Yea it’s expected since we don’t have enough GPU resources to schedule all 8 actors. Only the first 4 actors can be scheduled and the remaining 4 will be in the pending state.
It is fine to schedule the remaining 4 in the pending state. But those pending actors seems stuck there forever. In my understanding , they will be put into running as long as the other 4 actors finished.
From the screenshot, you can see 7 mins elaplsed before I killed that program.
What I changed are to tell ray to use gpu and to increase the actor number to 8 . But you are right, the code given in the example seems bugy. I will double check it.
I checked the example code again. It’s hard to say it is a bug . I believe the author did not think too much on it.
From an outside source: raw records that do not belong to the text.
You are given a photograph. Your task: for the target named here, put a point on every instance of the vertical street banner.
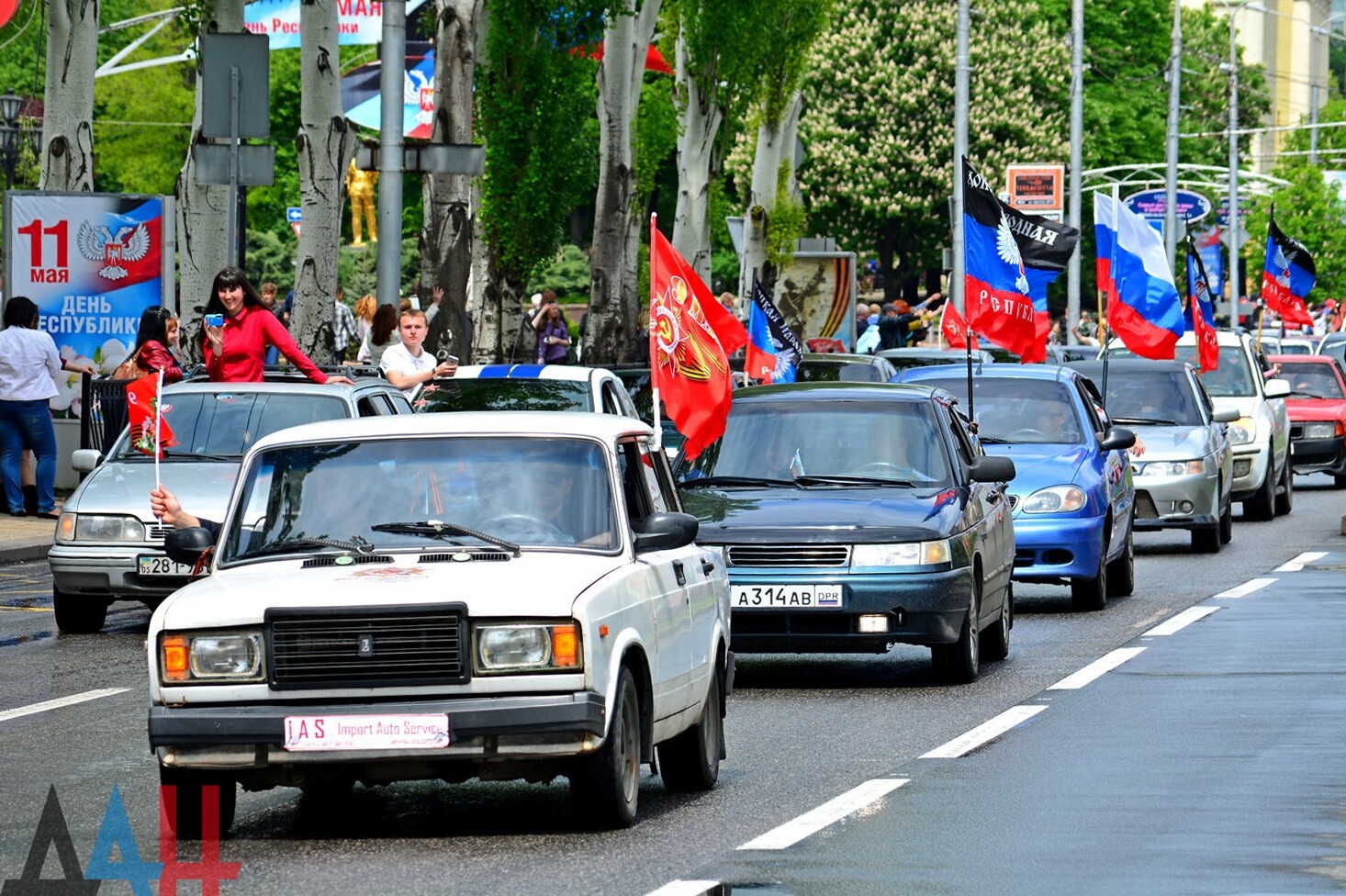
(92, 263)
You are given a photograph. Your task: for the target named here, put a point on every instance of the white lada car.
(478, 595)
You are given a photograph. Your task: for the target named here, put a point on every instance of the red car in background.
(1317, 408)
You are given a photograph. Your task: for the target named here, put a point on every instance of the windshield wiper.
(852, 480)
(443, 531)
(735, 480)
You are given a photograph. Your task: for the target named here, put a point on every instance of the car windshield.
(505, 393)
(1011, 410)
(1161, 398)
(1318, 381)
(225, 424)
(871, 440)
(390, 493)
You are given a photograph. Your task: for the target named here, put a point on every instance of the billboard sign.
(92, 263)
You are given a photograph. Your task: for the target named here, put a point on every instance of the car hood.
(1040, 465)
(817, 516)
(123, 487)
(536, 584)
(1316, 409)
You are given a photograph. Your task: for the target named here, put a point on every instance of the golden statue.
(360, 187)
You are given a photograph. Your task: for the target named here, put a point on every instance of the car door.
(670, 571)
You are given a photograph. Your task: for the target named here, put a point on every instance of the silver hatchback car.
(1184, 474)
(109, 546)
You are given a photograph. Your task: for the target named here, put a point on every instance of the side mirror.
(85, 459)
(1117, 439)
(187, 545)
(665, 532)
(993, 470)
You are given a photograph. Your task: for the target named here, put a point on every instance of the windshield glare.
(892, 440)
(537, 493)
(1019, 410)
(505, 393)
(228, 422)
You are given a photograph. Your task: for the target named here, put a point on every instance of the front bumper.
(1049, 548)
(1177, 502)
(109, 572)
(920, 607)
(252, 736)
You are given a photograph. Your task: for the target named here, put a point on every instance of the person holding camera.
(237, 329)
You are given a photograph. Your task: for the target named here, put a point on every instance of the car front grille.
(783, 555)
(372, 647)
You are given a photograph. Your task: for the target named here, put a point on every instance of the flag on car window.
(1011, 257)
(150, 432)
(1287, 276)
(690, 341)
(1143, 306)
(773, 352)
(1201, 315)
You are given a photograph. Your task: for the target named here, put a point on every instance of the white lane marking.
(834, 810)
(1181, 621)
(1303, 560)
(61, 701)
(1096, 669)
(1247, 588)
(685, 888)
(968, 742)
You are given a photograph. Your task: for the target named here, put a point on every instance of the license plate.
(786, 598)
(161, 566)
(366, 732)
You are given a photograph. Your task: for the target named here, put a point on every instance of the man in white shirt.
(408, 364)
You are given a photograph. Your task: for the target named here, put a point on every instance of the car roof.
(473, 422)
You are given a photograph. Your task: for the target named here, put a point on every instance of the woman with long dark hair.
(234, 350)
(28, 367)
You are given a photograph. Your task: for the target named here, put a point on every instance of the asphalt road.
(802, 731)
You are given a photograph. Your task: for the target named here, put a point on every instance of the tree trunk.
(326, 144)
(202, 208)
(68, 118)
(771, 152)
(701, 118)
(445, 240)
(612, 299)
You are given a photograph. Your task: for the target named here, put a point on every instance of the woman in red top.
(152, 342)
(234, 352)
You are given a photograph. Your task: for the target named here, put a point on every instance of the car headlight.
(1172, 468)
(912, 554)
(1325, 430)
(1054, 499)
(100, 528)
(1242, 431)
(526, 647)
(210, 656)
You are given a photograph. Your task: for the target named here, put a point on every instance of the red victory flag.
(150, 432)
(690, 341)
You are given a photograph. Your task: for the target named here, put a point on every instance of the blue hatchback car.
(1073, 497)
(854, 517)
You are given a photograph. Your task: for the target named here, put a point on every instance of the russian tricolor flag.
(1134, 272)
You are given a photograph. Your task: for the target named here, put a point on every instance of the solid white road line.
(834, 810)
(1247, 588)
(981, 734)
(1181, 621)
(61, 701)
(1096, 669)
(685, 888)
(1303, 560)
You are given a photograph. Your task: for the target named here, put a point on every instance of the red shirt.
(245, 338)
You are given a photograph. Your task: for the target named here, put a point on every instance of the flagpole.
(655, 381)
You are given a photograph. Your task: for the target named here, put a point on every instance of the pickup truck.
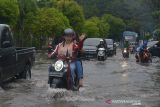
(14, 61)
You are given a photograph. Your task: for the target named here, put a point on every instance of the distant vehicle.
(125, 53)
(90, 47)
(154, 48)
(111, 47)
(131, 37)
(101, 54)
(14, 61)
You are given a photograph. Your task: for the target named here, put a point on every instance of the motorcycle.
(101, 54)
(144, 56)
(60, 75)
(125, 53)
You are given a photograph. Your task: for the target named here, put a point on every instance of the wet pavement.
(117, 82)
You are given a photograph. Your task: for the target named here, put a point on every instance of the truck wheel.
(27, 73)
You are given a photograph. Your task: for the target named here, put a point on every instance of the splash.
(56, 93)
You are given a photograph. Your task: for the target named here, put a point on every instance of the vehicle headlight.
(101, 53)
(125, 51)
(66, 65)
(58, 65)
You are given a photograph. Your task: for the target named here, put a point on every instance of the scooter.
(144, 57)
(101, 54)
(125, 53)
(60, 75)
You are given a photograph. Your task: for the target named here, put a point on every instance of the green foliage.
(95, 27)
(117, 26)
(47, 22)
(91, 27)
(157, 34)
(9, 12)
(73, 12)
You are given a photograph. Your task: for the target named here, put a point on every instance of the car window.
(91, 41)
(109, 41)
(6, 38)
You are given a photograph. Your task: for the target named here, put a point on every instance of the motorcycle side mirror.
(155, 46)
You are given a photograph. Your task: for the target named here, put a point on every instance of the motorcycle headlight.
(58, 65)
(101, 53)
(65, 65)
(125, 51)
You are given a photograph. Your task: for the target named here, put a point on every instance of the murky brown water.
(115, 79)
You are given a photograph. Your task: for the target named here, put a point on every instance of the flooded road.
(117, 82)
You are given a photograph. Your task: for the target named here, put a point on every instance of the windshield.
(109, 41)
(92, 41)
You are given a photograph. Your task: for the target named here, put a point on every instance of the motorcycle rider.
(69, 46)
(101, 44)
(140, 50)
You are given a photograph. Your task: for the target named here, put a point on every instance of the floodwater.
(116, 82)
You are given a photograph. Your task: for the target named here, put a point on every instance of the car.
(90, 47)
(111, 47)
(154, 48)
(14, 61)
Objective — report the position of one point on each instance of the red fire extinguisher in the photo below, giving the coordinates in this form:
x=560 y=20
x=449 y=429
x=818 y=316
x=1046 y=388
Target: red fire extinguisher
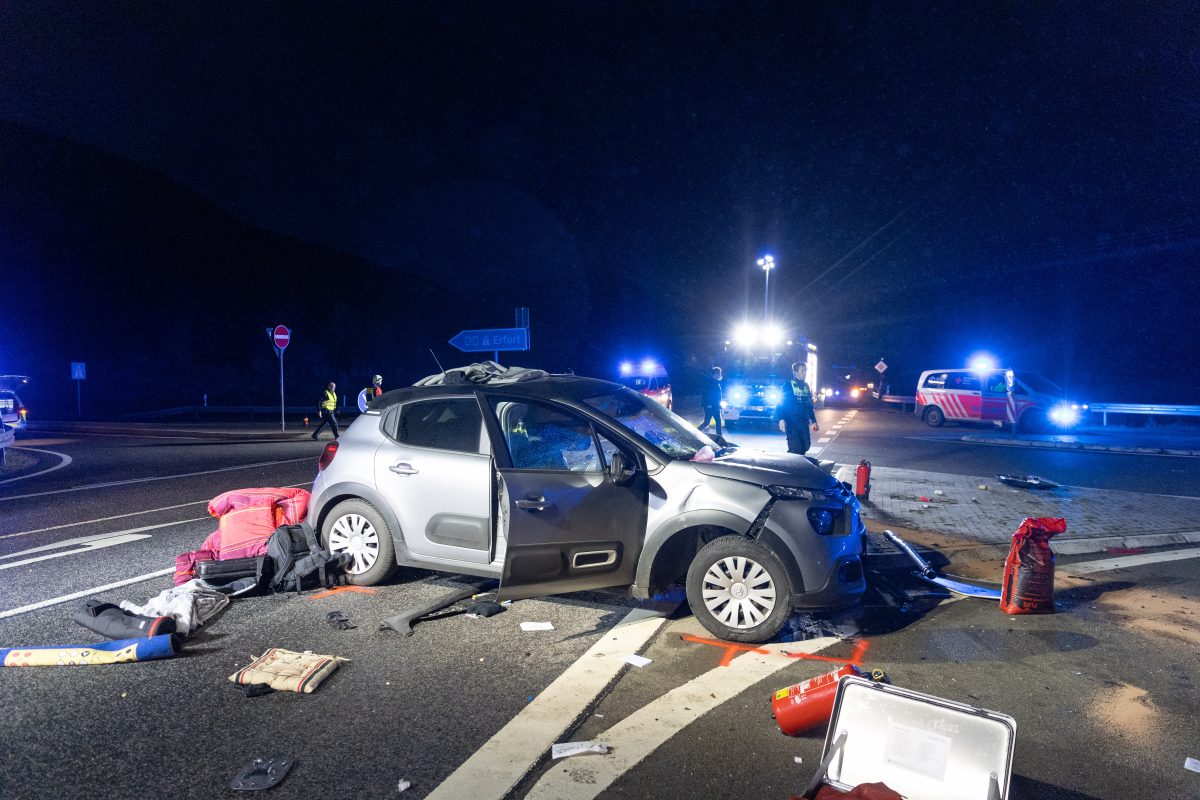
x=810 y=703
x=863 y=479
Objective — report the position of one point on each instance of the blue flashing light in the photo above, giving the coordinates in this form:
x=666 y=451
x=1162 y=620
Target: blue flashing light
x=982 y=362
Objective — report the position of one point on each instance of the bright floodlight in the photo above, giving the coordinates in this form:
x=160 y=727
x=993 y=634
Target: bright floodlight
x=1065 y=415
x=982 y=362
x=773 y=335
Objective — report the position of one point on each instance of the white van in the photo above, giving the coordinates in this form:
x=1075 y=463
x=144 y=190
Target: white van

If the actor number is larger than the resources system can offer, the program will hang forever.
I would like dive deepr . Pls help me clearify
Suppose I have 4 gpus availabe now
I submit 8 actors but only 4 actors can be created and become active while another 4 will suspend there.
2). The 4 active actors will occupy the gpus forever until no one holds the refs or be killed explictly by ray.kill()
3). Even the 4 active actors do nothing and just idle , another 4 suspended actors have no chance to be activated to run.
Simply speaking, as long as an actor lives, the resource it occupies won’t be released. Am I right ? It is designed intentionly ?
Yes, your understanding is correct. It’s designed intentionally. When you specify num_gpus=1, you are saying for the lifetime of this actor, reserve 1 gpu for it regardless the actual physical usage.